Task 1: Extract main data from 2 data sources

In [43]:
import pandas as pd
import requests

url = "https://raw.githubusercontent.com/Papagoat/brain-assessment/main/restaurant_data.json"
response = requests.get(url)
restaurant_data = response.json()
country_path = 'Country-Code.xlsx'
country_df =   pd.read_excel(country_path)


Task 1 Part 1: Extract restaurant data into data frame and combine with country dataframe 

In [44]:
restaurants_list = []

for entry in restaurant_data:
    for restaurant in entry['restaurants']:
        info = {
            'Restaurant Id': restaurant['restaurant']['R']['res_id'],
            'Restaurant Name': restaurant['restaurant']['name'],
            'Country Code': restaurant['restaurant']['location']['country_id'], 
            'City': restaurant['restaurant']['location']['city'],
            'User Rating Votes': restaurant['restaurant']['user_rating']['votes'],
            'User Aggregate Rating': float(restaurant['restaurant']['user_rating']['aggregate_rating']),
            'Cuisines': restaurant['restaurant']['cuisines']
        }
        restaurants_list.append(info)
restaurants_df = pd.DataFrame(restaurants_list)
combined_df = pd.merge(restaurants_df, country_df, on='Country Code', how='left')
final_df = combined_df.drop('Country Code', axis=1)
final_df.to_csv('restaurants.csv', index=False)

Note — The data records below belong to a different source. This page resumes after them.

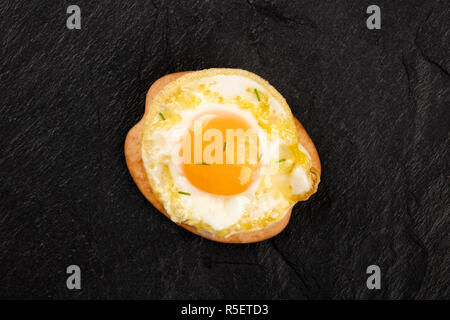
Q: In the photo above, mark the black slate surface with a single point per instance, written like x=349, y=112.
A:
x=376, y=103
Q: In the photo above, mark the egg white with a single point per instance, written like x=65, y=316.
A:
x=166, y=176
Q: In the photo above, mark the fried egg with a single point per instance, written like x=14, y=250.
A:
x=221, y=152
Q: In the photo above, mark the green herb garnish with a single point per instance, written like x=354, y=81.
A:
x=203, y=163
x=257, y=94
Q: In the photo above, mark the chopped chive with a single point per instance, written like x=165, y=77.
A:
x=203, y=163
x=257, y=94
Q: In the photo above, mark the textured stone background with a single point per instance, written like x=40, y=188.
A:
x=376, y=103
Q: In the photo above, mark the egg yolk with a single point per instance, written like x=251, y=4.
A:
x=238, y=167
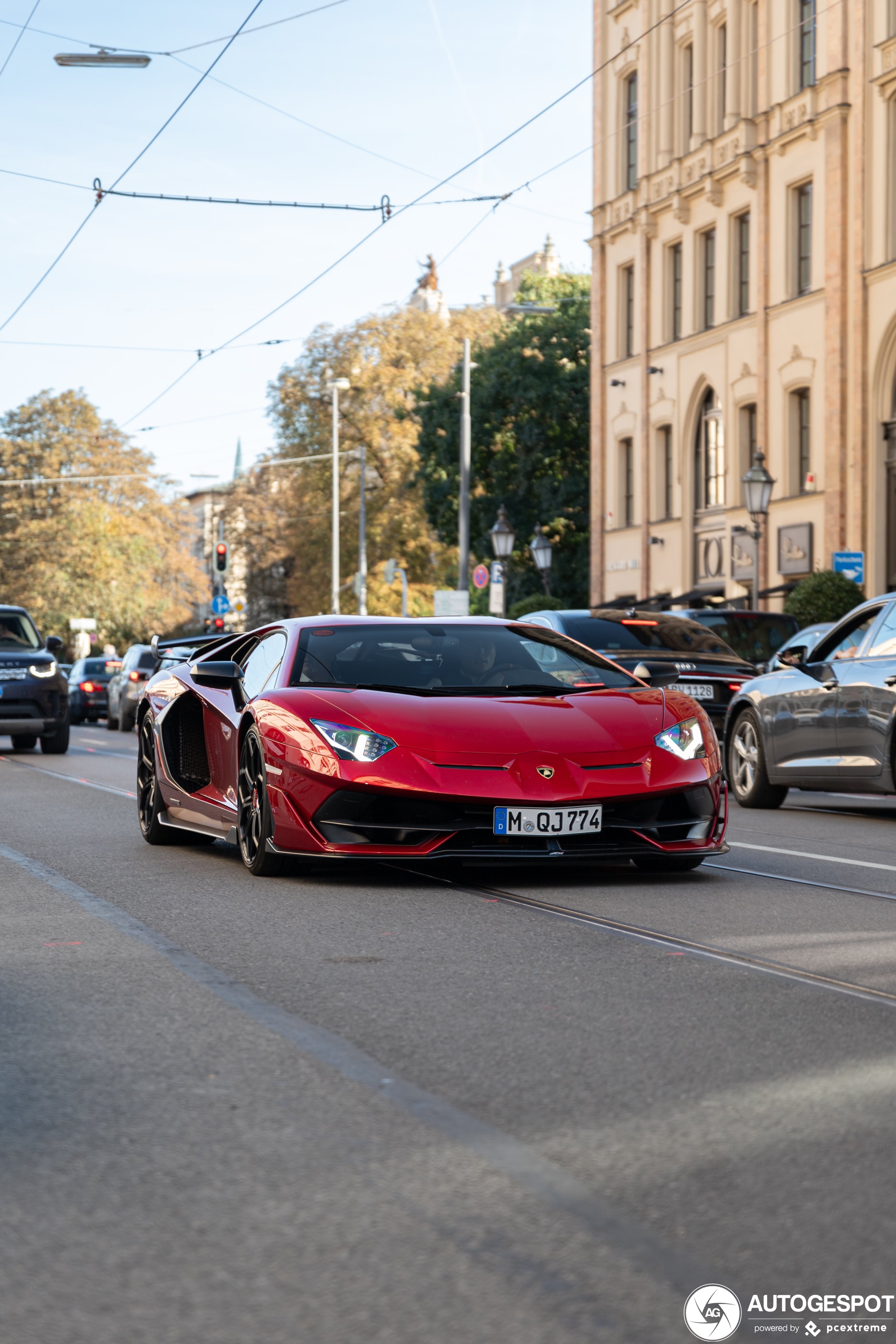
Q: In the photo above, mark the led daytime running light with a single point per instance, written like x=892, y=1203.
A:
x=684, y=741
x=352, y=744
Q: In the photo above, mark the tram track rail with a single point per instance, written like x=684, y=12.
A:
x=687, y=947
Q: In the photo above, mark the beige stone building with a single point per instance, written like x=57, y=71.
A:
x=745, y=262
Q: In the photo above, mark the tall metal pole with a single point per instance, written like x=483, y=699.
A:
x=362, y=541
x=464, y=502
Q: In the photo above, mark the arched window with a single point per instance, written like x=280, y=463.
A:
x=632, y=134
x=710, y=455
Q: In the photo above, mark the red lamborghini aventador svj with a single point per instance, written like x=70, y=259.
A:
x=369, y=737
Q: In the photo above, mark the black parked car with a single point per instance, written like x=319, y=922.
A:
x=825, y=722
x=88, y=682
x=660, y=647
x=127, y=686
x=754, y=636
x=34, y=694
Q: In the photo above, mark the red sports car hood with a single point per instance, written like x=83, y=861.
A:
x=487, y=730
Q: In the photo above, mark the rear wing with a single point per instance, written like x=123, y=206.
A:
x=191, y=646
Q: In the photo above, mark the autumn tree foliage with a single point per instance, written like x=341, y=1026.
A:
x=530, y=443
x=116, y=550
x=281, y=510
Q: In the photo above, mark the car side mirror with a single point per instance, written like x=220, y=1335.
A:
x=224, y=677
x=656, y=677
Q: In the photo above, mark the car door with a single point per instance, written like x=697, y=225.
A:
x=804, y=717
x=867, y=701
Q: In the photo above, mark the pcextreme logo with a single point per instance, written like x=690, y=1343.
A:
x=713, y=1312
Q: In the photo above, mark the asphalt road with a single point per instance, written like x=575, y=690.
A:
x=377, y=1107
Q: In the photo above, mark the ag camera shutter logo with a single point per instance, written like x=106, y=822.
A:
x=713, y=1312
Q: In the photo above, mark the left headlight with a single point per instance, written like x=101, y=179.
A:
x=684, y=740
x=352, y=744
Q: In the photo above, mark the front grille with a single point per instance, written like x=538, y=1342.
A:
x=354, y=818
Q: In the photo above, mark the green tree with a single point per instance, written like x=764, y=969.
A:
x=530, y=441
x=283, y=514
x=115, y=550
x=824, y=596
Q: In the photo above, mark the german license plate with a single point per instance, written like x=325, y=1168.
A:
x=547, y=822
x=696, y=690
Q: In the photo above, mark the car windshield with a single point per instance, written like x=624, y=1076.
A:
x=754, y=636
x=17, y=632
x=643, y=632
x=450, y=660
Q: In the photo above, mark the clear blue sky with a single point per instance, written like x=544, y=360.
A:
x=426, y=84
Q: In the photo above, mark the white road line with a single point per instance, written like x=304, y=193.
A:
x=805, y=854
x=70, y=779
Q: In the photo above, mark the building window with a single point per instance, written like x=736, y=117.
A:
x=632, y=134
x=804, y=238
x=665, y=470
x=708, y=247
x=626, y=468
x=710, y=456
x=747, y=437
x=806, y=33
x=801, y=436
x=742, y=229
x=628, y=312
x=675, y=291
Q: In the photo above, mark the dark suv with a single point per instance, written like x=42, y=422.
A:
x=34, y=693
x=663, y=646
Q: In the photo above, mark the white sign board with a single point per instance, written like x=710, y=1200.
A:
x=450, y=603
x=496, y=591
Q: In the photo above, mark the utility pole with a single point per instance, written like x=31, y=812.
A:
x=335, y=385
x=362, y=539
x=464, y=502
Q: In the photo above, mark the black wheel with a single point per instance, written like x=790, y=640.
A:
x=254, y=822
x=56, y=744
x=747, y=773
x=150, y=801
x=668, y=863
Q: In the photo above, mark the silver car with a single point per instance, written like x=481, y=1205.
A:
x=824, y=722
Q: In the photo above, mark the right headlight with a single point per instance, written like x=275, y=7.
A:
x=684, y=740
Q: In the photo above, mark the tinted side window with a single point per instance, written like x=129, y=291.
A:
x=847, y=640
x=262, y=665
x=884, y=642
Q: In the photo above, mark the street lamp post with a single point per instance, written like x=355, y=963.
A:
x=503, y=539
x=758, y=486
x=335, y=386
x=542, y=554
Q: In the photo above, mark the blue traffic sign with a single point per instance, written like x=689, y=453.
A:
x=851, y=565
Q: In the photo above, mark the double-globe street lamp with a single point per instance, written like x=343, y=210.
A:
x=758, y=486
x=542, y=554
x=503, y=539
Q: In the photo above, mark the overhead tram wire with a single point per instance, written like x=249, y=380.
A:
x=444, y=182
x=22, y=30
x=150, y=143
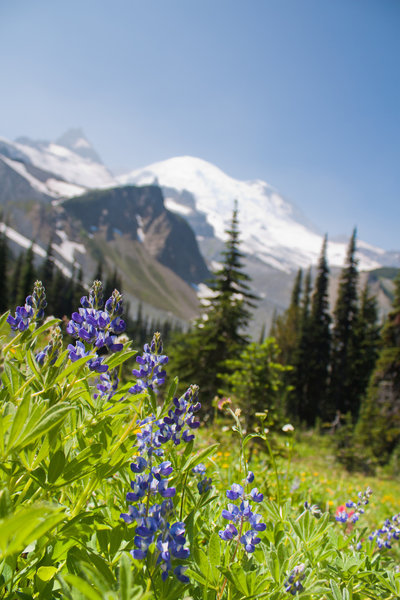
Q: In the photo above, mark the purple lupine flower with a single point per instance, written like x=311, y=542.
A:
x=32, y=311
x=180, y=416
x=240, y=516
x=235, y=492
x=352, y=510
x=97, y=327
x=389, y=531
x=256, y=495
x=50, y=353
x=150, y=374
x=204, y=482
x=293, y=583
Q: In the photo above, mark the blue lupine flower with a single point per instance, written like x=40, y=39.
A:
x=96, y=327
x=235, y=492
x=107, y=385
x=150, y=374
x=240, y=515
x=293, y=583
x=389, y=531
x=355, y=509
x=204, y=483
x=33, y=310
x=50, y=353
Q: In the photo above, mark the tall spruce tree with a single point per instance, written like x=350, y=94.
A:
x=4, y=291
x=297, y=401
x=200, y=356
x=367, y=338
x=27, y=276
x=378, y=427
x=286, y=327
x=342, y=394
x=319, y=344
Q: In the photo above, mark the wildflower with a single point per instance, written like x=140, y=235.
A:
x=314, y=509
x=98, y=328
x=352, y=510
x=204, y=482
x=50, y=353
x=107, y=385
x=223, y=403
x=389, y=531
x=293, y=583
x=33, y=310
x=239, y=516
x=150, y=374
x=288, y=428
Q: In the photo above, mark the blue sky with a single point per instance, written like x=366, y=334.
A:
x=304, y=94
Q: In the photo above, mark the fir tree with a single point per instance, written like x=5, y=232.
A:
x=344, y=345
x=367, y=338
x=378, y=428
x=220, y=332
x=46, y=275
x=27, y=277
x=298, y=403
x=286, y=327
x=4, y=291
x=15, y=280
x=318, y=344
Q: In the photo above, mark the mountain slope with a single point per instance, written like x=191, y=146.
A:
x=272, y=229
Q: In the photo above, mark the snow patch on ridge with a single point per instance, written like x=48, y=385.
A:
x=271, y=228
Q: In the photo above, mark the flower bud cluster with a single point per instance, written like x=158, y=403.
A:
x=150, y=374
x=33, y=310
x=108, y=385
x=352, y=511
x=241, y=515
x=95, y=327
x=50, y=353
x=204, y=483
x=293, y=583
x=152, y=521
x=388, y=532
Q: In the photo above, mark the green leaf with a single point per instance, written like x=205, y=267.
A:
x=22, y=528
x=199, y=457
x=56, y=466
x=214, y=549
x=73, y=367
x=83, y=586
x=52, y=417
x=119, y=358
x=46, y=573
x=125, y=577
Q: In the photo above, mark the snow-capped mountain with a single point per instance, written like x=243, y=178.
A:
x=272, y=229
x=276, y=237
x=71, y=159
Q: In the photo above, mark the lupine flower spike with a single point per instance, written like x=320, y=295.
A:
x=96, y=328
x=293, y=583
x=242, y=516
x=32, y=311
x=153, y=520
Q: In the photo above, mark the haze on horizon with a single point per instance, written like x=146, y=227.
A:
x=304, y=95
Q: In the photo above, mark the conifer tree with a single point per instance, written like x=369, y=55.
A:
x=344, y=346
x=27, y=277
x=286, y=327
x=46, y=275
x=318, y=344
x=220, y=332
x=15, y=280
x=298, y=403
x=378, y=428
x=367, y=338
x=4, y=291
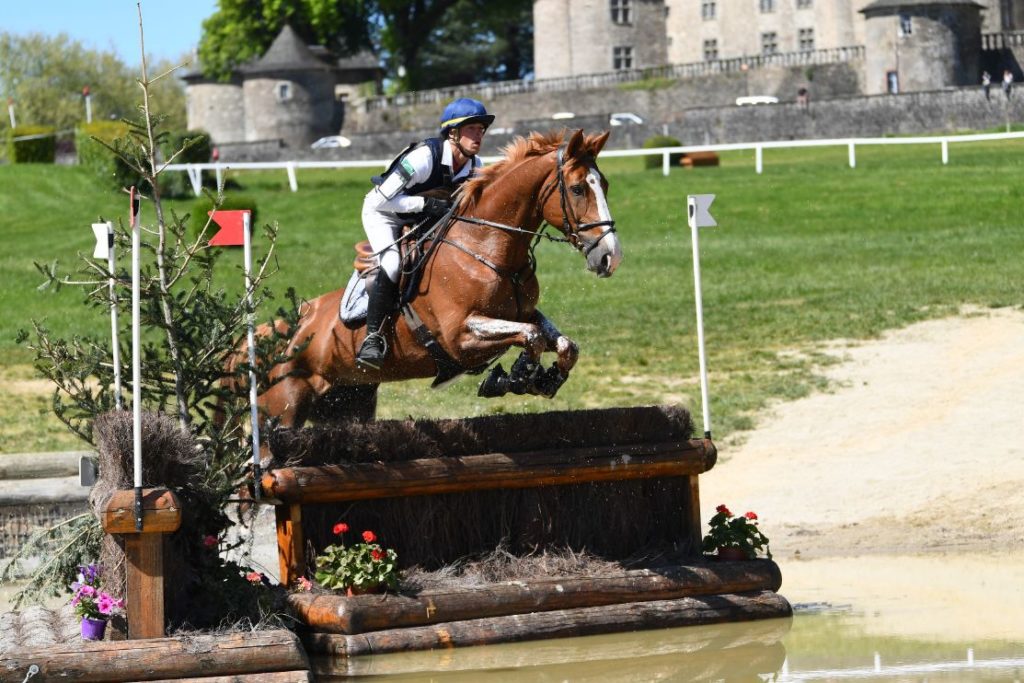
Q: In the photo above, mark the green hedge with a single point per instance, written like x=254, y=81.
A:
x=104, y=164
x=652, y=161
x=202, y=206
x=175, y=183
x=36, y=151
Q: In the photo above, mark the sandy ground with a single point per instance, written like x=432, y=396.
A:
x=919, y=449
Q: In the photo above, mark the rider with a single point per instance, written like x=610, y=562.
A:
x=441, y=162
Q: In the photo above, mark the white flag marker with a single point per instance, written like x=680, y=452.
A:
x=104, y=249
x=136, y=356
x=698, y=215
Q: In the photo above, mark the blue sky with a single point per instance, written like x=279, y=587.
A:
x=172, y=27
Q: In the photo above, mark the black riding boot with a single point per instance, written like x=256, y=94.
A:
x=382, y=302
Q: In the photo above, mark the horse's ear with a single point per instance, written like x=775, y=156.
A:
x=574, y=144
x=596, y=143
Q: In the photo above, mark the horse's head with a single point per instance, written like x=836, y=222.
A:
x=578, y=206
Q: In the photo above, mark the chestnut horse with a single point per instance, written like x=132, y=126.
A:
x=477, y=294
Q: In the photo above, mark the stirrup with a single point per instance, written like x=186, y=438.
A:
x=372, y=351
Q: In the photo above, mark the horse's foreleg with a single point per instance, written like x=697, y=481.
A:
x=494, y=335
x=567, y=350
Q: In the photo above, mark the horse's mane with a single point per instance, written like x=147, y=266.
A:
x=515, y=152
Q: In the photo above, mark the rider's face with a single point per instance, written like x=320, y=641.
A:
x=471, y=136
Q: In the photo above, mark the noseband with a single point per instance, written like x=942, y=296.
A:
x=573, y=235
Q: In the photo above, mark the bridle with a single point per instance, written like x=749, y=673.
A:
x=573, y=236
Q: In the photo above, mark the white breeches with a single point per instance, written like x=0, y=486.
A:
x=382, y=229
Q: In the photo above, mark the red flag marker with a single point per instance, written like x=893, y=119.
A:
x=231, y=231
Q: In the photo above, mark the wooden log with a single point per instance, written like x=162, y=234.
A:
x=161, y=512
x=354, y=481
x=557, y=624
x=338, y=613
x=144, y=585
x=725, y=641
x=275, y=677
x=186, y=656
x=291, y=545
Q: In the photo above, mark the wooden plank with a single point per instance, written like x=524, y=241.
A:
x=557, y=624
x=275, y=677
x=291, y=550
x=192, y=656
x=161, y=512
x=694, y=526
x=726, y=642
x=144, y=587
x=353, y=481
x=339, y=613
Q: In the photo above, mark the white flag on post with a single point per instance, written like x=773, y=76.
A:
x=102, y=232
x=698, y=211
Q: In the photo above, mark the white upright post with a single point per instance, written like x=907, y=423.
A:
x=136, y=360
x=698, y=216
x=253, y=409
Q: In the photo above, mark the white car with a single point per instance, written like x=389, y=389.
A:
x=331, y=142
x=624, y=118
x=757, y=99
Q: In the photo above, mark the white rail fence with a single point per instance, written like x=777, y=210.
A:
x=195, y=171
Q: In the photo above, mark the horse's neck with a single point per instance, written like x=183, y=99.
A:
x=512, y=200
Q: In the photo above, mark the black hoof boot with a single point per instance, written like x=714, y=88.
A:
x=371, y=355
x=495, y=384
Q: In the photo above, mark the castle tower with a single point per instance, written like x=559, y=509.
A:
x=911, y=45
x=289, y=94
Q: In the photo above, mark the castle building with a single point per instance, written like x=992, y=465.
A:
x=578, y=37
x=291, y=96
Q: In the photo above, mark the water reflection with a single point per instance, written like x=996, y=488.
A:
x=878, y=619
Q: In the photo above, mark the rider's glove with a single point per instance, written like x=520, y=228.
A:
x=435, y=207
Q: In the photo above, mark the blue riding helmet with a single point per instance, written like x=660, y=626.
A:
x=462, y=112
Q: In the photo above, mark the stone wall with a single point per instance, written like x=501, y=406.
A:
x=656, y=102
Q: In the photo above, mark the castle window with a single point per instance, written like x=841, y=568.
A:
x=905, y=28
x=805, y=40
x=622, y=57
x=711, y=49
x=622, y=12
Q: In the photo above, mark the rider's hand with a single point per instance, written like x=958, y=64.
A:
x=435, y=207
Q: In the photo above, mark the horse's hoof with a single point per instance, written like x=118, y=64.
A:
x=495, y=384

Task 1 Part 2: Extract list of restaurants with events in April 2019 by checking event timeframe

In [45]:
from datetime import datetime

event_list = []

start_date = datetime(2019, 4, 1)
end_date = datetime(2019, 4, 30)

for entry in restaurant_data:
    for restaurant in entry['restaurants']:
        if 'zomato_events' in restaurant['restaurant']:
            for event in restaurant['restaurant']['zomato_events']:
                event_start = datetime.strptime(event['event']['start_date'], '%Y-%m-%d')
                event_end = datetime.strptime(event['event']['end_date'], '%Y-%m-%d')
                if start_date <= event_start <= end_date or start_date <= event_end <= end_date:
                    if 'photos' in event['event'] and len(event['event']['photos']) > 0:
                        photo_url = event['event']['photos'][0]['photo']['url']
                    else:
                        photo_url = "NA"
                    info = {
                        'Event Id': event['event']['event_id'],
                        'Restaurant Id': restaurant['restaurant']['R']['res_id'],
                        'Restaurant Name': restaurant['restaurant']['name'],
                        'Photo URL': photo_url,
                        'Event Title': event['event']['title'],
                        'Event Start Date': event['event']['start_date'],
                        'Event End Date': event['event']['end_date']
                    }
                    event_list.append(info)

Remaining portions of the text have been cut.